The author, following 35 years in church ministry, is the supervising adjuster in Southeast Minnesota for GAB Robins, N.A. Often asked if the two career tracks clash, he says, "Ministry is about people and interpreting their needs in relation to a set of non-negotiable principles. Insurance adjusting seeks to meet the needs of people by interpreting the pre-negotiated rules. Both are about people, needs and interpretation. There always is a story. Each person needs to tell and understand their story to answer the questions of personal significance."

Charles is a resident of Rochester, Mn. He and his wife of 35 years, Viki Robertson Schaal, are both native Texans and have two married daughters, Tonia Schaal Montgomery and Melanie Schaal Bersano, and five grandchildren. Charles believes the strength of a family is tested in its ability to stretch and twist without breaking. "We faced life together these last 35 years. Whether it involved career decisions, health challenges or moving 900 miles from home, this was a family journey. Our stories can't be told without hearing the others."
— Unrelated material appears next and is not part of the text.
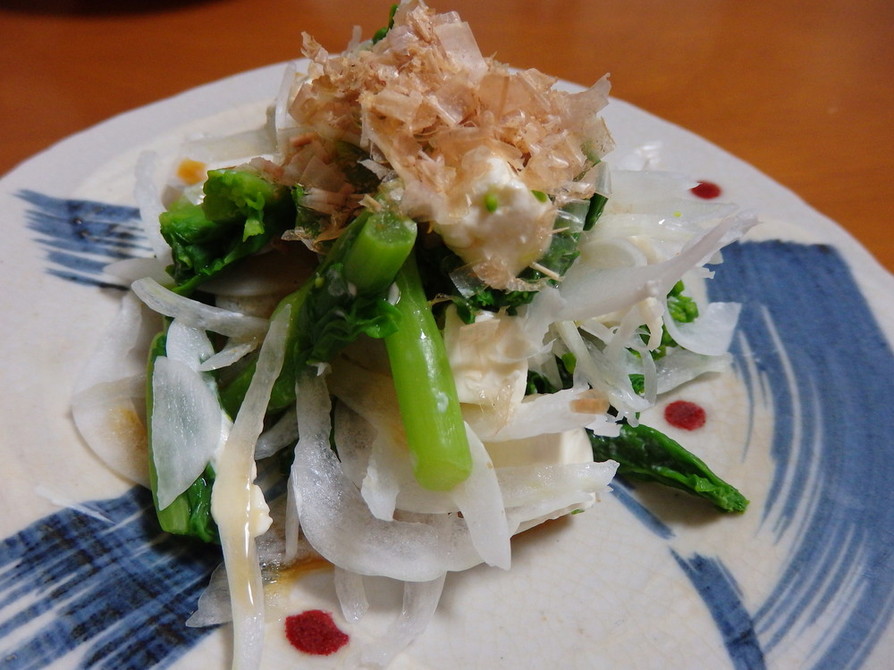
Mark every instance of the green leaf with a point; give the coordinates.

Charles' education track includes Bay City High School, Wharton County Junior College where he was Student Body President, Houston Baptist College and Midwestern Baptist Theological Seminary, Kansas City, MO. The fields of study included music, ministry and education.
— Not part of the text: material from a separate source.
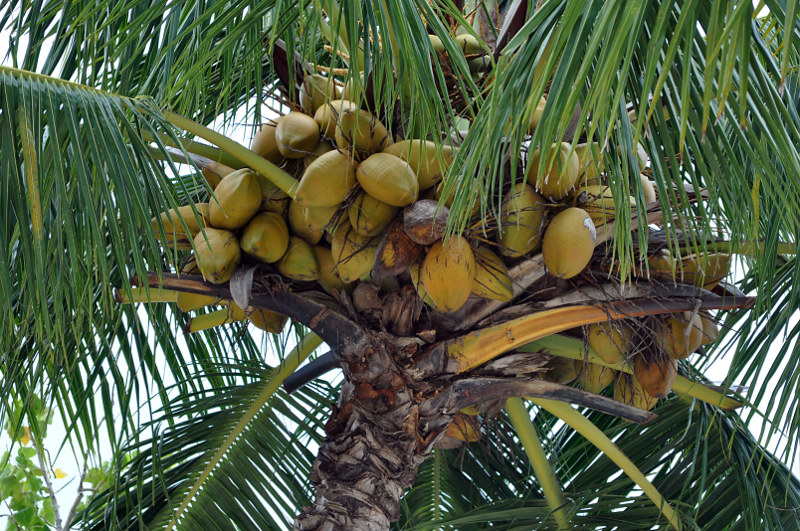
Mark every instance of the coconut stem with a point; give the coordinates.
(596, 436)
(526, 431)
(274, 174)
His writing career includes numerous published articles in newspapers. Among these was a syndicated column carried by small Mid-Missouri newspapers while pastor at the Rothville Baptist Church, Rothville, MO. Writing for newspapers kept Charles in touch with people and their passions. "The people of South Texas and Mid-Missouri are not unlike their neighbors in the upper midwest. They are strong, proud and optimistic. They have a firm hope in the future. The welfare of their family is a primary goal."

When asked why writing continues to be his passion, he said, "I enjoy writing about people and their dreams. I love hearing how, against all odds, they overcame all that opposed them. I am fascinated to know how they changed and what stayed the same. I want to tell those stories. They make up the fabric of who we are as a family, community and nation."